The Cannabis Place was set to open at 1542 John F. Kennedy Boulevard, which is a four-minute drive and a 20-minute walk from Butler and Baldwin, which is set to open at 75 Martin Luther King Drive in Jersey City.

The vote approving the three dispensaries passed 8-0 with Ward C Councilman Rich Boggiano absent. Watterman was among those voting for her daughter’s dispensary approval.

“I realized after casting my vote for Resolution 22-621 (Butler & Baldwin) that I had a conflict which should have compelled me to abstain on the matter,” Watterman said. “I was tired after having endured five hours of the emotionally charged environment of last night’s Council Meeting, and in my eagerness to conclude the meeting, I forgot that I had intended to abstain.

“I realize that my vote cannot be retracted, but I wish to note that the vote was unanimous and that the vote that I cast was not decisive in the measure’s passage. I regret this error and pledge to be more mindful in the future,” she added.

Orduna said that while he had been indeed scheduled to speak, he was in the bathroom and missed his turn as the 137th scheduled speaker among 150.

He explained he became aware they were concerned he had no local resident as a partner. Thus, he quickly made a deal to transfer five percent ownership.

“The CCB’s Counsel reviewed the information and spoke to the council members, and they agreed it was no material change. It is a minor change that five percent transfer,” Orduna said.
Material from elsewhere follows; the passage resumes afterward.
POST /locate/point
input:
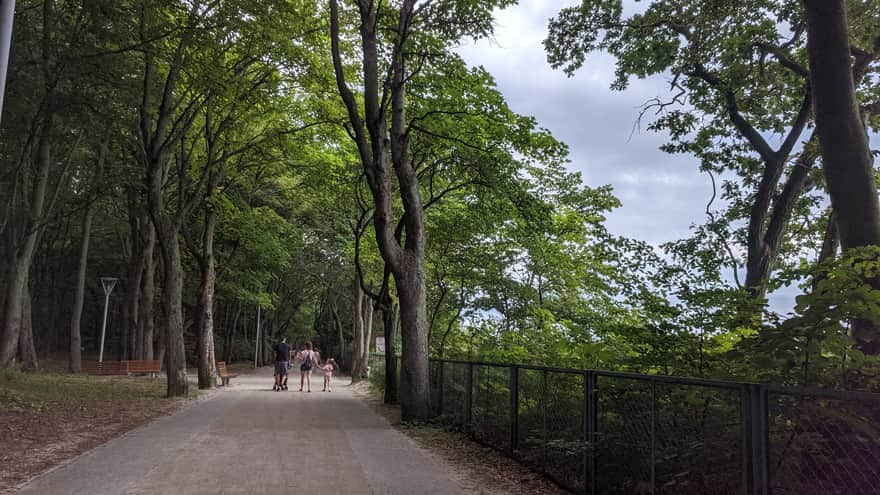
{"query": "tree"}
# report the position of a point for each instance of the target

CCB Counsel Ron Mondello declined to comment.

Jersey City Cannabis

Along with the adult-use cannabis dispensary approvals, Harmony Dispensary Foundation, a medical cannabis dispensary, will be allowed to change the roads around their Holland Tunnel location. Notably, Harmony’s Jersey City location hasn’t opened despite holding a festival there last year.

During Public Comment Period, Sean McGarr, who noted he worked for the firm, explained the need to change the roads around Harmony. He noted the difficulty reaching the place by foot.

Alexander Baumol also spoke about the value of changing the streets to make the neglected area more vibrant.